Wha-at?" shrieked Mrs. Jephson.

"Jest what I said," chuckled Jephson; "but there ain't no mistake-he's christened them after us he told me this mornin'. He's invented a way of havin' them made, Jerry, so's the parts fit together like the leaves of a extension table, and any handy woman, or even a unhandy man, as he says, can slam up a cupboard in any corner of the house; then they can take it down and slam it up in another whenever they like."
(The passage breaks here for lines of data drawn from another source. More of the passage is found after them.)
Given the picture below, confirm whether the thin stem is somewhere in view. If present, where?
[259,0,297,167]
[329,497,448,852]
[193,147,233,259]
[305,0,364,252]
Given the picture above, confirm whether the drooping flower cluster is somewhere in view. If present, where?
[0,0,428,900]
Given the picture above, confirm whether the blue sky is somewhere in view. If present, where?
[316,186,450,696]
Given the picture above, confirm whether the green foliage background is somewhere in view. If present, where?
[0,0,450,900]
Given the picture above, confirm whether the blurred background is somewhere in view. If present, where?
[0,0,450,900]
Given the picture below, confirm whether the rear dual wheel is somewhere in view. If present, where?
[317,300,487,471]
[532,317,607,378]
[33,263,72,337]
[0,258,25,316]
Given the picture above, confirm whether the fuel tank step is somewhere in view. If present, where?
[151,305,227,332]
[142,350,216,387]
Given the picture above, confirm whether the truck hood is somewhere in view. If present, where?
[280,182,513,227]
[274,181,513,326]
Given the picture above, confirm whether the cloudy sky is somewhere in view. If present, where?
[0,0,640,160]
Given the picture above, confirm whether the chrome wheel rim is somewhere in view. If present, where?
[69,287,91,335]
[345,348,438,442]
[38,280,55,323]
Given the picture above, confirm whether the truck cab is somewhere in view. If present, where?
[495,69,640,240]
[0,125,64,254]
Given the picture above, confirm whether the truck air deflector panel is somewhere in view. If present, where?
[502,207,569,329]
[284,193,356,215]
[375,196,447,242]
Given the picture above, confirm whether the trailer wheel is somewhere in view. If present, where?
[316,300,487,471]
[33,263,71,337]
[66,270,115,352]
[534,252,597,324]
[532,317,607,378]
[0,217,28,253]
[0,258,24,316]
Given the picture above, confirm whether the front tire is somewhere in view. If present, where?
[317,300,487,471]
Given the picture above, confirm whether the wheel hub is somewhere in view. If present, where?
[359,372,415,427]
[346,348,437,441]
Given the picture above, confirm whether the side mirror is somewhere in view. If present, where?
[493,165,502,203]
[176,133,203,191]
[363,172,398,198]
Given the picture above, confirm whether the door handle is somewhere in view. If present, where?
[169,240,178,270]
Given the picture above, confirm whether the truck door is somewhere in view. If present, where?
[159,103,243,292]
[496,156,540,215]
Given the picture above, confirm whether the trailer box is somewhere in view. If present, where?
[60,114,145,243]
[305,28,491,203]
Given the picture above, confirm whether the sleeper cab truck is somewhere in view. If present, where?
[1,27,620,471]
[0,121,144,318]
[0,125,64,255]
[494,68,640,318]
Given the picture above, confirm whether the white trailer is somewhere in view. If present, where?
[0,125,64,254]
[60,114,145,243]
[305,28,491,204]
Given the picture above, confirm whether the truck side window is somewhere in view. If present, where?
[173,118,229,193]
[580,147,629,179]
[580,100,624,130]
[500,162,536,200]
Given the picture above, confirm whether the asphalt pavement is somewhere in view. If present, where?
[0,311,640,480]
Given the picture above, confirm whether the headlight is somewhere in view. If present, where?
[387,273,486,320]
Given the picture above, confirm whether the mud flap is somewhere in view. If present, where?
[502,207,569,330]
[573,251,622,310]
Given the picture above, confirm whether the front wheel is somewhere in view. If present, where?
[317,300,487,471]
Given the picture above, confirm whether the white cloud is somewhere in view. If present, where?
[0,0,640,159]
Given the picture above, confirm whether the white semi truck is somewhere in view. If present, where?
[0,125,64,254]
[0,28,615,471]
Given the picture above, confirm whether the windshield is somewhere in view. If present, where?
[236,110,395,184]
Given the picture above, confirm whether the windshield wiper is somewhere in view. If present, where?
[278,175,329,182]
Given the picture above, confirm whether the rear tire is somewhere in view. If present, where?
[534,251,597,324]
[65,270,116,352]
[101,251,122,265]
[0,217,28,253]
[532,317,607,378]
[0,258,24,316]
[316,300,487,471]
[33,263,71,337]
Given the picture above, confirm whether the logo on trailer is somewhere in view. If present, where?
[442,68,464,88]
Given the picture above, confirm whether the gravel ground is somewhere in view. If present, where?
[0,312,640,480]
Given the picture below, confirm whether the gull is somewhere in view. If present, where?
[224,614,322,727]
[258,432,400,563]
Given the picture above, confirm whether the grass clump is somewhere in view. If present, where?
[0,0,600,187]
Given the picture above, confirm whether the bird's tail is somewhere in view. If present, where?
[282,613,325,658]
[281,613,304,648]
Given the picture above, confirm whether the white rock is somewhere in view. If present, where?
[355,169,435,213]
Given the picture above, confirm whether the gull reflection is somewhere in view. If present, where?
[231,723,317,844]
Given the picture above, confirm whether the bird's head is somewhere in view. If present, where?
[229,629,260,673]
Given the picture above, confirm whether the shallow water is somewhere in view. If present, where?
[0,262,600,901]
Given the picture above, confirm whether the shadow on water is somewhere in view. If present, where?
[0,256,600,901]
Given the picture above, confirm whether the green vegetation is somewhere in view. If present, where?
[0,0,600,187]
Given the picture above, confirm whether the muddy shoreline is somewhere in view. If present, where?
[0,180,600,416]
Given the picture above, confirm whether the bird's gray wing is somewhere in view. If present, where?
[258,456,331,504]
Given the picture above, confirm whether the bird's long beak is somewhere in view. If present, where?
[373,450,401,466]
"Thunder!" ejaculated Jerry.

"And he's took out a patent, and got two hundred made at the Longbury sash factory, and he's goin' to load up that wagon and sell them all along the road from Longbury to that town-I forget the name of it-where there's a factory that turns out foldin'-chairs and tables, and ironin'-boards, and such things by the million. It's a hundred miles from here, and he reckons that if he can sell two cupboards to a mile, the way is open to goin' into the business wholesale."

"Then he'd get about a thousand made?" asked Jerry.

"Liker a hundred thousand," responded

Jephson. "This Mr. Bambridge that owns the big factory told him that if he could prove his cupboard was a good seller, he'd either buy out his interest or go shares. 'Sell two hundred in this State in a year,' says he to Mr. Alison, and we'll come to terms.' And that young man has started out to sell 'em in a month."

"And he'll do it," commented Mrs. Jephson, with conviction. "Come in and have a bite of dinner, Jerry."

"N-no-no thank you," returned Jerry abstractedly, as he rose. He started down the path, then turned and dug a hole in the gravel with the toe of his boot, and began hesitatingly: "Never could make out why he took such a shine to my gray mare. Wonder if he'd trade his team and wagon for her when he sells that lot of cupboards?'

"You can't never count on what a feller like that won't do," replied Jephson, with a grin.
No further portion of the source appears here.